An example of this would be to boycott companies who use sweatshop labor to produce their products and rather purchase from companies who prove they make their items while respecting workers. Another example would be to avoid companies who donate their profits to harmful organizations, whether political or social.

Ethical consumerism ensures that your money doesn’t go to nefarious businesses who cause more harm than good. By supporting such companies, consumers would be complicit in the adverse outcomes that occur.

Therefore, the best ways to practice ethical consumerism today is to stop buying from non-ethical companies, do research, and see which companies support your values.

Tip: A quick change you can make right now is to switch your search engine to Ecosia. Ecosia operates like Google, but every 45 searches on Ecosia plants one tree in a place that desperately needs it. You can improve the environment while still using the internet as you normally would — a minor change toward ethical consumerism.

Donate to Charity

If you have the funds to spare, consider donating some money to a non-profit vowing to spark positive change.

To choose where best to donate your money, first do your research on the charities you’re interested in. Do they actually use the money as they’ve promised they would, or do they do it in more selfish ways? It’s best to consult Google (or Ecosia) for that one.

Read up on the charity’s mission statement and decide if it aligns with your values. Be sure to have a specific set of points you’d like to see your charity hit, such as the time in which they hope to finish projects and how they wish to grow their non-profit in the future.

Next, decide where the charity should do its work. Do you want to see local change, state-wide, national, or global differences? The scale of the charity’s work impacts how quickly and effectively change is implemented.

Ask yourself if you want to help new charities get their feet off the ground or if you want the security of an older charity.

The charity can be of your choosing depending on what issues you think are more concerning. Whether it’s social justice, environmental protection, or helping the less fortunate, the money you donate could help improve the world — which is just one way you can make a significant, ethical difference.

Give Back to Your Community

Rather than giving your money, giving your time can be just as impactful. You could volunteer to work at a soup kitchen to feed the homeless, especially if extreme poverty is an issue where you live.

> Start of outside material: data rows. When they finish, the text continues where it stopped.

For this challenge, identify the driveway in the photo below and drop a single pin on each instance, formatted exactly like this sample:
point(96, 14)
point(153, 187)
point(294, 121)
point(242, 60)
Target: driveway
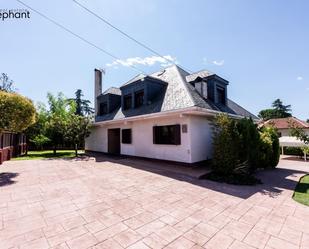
point(118, 203)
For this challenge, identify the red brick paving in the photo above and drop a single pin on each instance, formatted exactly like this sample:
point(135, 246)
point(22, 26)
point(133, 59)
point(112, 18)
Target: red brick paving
point(108, 204)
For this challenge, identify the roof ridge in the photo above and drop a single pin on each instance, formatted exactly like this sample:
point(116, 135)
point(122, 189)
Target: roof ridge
point(185, 83)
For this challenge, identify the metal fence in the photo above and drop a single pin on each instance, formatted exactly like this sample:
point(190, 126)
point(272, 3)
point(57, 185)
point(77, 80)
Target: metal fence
point(12, 145)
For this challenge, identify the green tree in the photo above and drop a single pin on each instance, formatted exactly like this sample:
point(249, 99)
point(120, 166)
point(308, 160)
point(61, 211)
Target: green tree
point(83, 107)
point(59, 114)
point(17, 112)
point(225, 144)
point(77, 130)
point(6, 84)
point(282, 110)
point(279, 110)
point(40, 140)
point(269, 148)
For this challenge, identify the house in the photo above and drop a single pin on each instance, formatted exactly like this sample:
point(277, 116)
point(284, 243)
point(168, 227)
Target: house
point(284, 125)
point(166, 115)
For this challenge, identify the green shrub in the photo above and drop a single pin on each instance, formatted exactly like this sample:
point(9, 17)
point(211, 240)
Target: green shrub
point(239, 149)
point(225, 145)
point(269, 148)
point(295, 151)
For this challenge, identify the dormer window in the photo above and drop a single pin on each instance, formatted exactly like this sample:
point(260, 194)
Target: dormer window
point(103, 108)
point(139, 98)
point(221, 95)
point(127, 104)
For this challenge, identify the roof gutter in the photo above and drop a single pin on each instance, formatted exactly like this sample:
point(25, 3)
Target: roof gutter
point(185, 111)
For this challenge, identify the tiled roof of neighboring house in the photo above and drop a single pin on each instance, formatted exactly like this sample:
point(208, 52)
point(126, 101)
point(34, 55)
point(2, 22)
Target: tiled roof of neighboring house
point(113, 90)
point(179, 94)
point(286, 123)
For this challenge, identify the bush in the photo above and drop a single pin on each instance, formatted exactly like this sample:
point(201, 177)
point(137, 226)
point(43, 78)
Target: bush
point(17, 112)
point(236, 146)
point(239, 149)
point(295, 151)
point(269, 148)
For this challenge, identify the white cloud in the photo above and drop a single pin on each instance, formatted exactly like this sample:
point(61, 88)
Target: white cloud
point(218, 63)
point(164, 61)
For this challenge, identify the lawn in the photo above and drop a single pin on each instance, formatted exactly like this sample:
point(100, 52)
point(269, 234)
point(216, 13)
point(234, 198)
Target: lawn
point(46, 154)
point(301, 193)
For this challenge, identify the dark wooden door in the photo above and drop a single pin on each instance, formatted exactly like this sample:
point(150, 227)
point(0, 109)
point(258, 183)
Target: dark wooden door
point(114, 141)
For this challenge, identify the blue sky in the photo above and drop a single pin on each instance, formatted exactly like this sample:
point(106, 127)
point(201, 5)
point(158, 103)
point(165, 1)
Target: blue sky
point(260, 47)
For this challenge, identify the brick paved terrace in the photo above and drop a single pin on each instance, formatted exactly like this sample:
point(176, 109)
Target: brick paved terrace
point(130, 203)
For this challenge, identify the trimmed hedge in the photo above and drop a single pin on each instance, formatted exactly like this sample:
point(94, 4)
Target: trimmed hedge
point(240, 148)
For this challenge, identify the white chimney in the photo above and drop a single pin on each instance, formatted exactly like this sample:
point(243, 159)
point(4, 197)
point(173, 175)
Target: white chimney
point(98, 76)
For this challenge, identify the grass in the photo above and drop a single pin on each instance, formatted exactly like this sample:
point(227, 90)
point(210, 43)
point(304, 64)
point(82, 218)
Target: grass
point(48, 154)
point(301, 192)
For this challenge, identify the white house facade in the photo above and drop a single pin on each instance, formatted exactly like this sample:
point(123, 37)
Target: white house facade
point(166, 115)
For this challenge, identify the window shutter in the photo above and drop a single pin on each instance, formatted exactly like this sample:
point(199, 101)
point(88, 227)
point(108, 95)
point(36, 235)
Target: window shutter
point(154, 134)
point(177, 135)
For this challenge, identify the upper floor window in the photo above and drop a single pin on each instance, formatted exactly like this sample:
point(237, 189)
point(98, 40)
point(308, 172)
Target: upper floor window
point(221, 95)
point(127, 102)
point(168, 134)
point(103, 108)
point(139, 98)
point(126, 136)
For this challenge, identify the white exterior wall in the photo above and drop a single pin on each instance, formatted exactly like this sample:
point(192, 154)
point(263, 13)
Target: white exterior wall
point(142, 139)
point(286, 132)
point(200, 138)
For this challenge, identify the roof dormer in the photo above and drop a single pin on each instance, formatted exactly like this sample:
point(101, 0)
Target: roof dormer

You could also volunteer at a park, offer to clean the cages and take care of the animals at a local humane shelter, spend time with the elderly in nursing homes, and in other ways brighten up the lives of those geographically close to you.

It doesn’t require shelling out money, but it involves giving back to the community in which you live. Actually, volunteering is one of the best ways to remind yourself that you do, indeed, live in a community.

It’s easy to forget to volunteer, what with the hustle and bustle of our lives. But meeting strangers from your community and forging relationships reminds us how connected we really are to each other.

Living Ethically Will Require Work

We’re going to make an assumption and say that you, right here, reading this article, have at least three ways you can live more ethically. Can you lie to others less? Can you stop placing blame on others and own up to your mistakes? Can you purchase products that have better environmental and social impacts?

The chances are that you can improve in all three sectors — and then some. However, we’ve just given you suggestions on how to improve. It’s up to you to actually implement these changes into your life and start living ethically.

It will require elbow grease, as any habit change does. But the habits of living more ethically will not only improve your personal life but your professional, romantic lives as well. Changes will cascade into your city and state, into the environment a continent away.

Change starts with you, but you have to be willing to live more ethically. By reading this ethical values list, you already have a head start.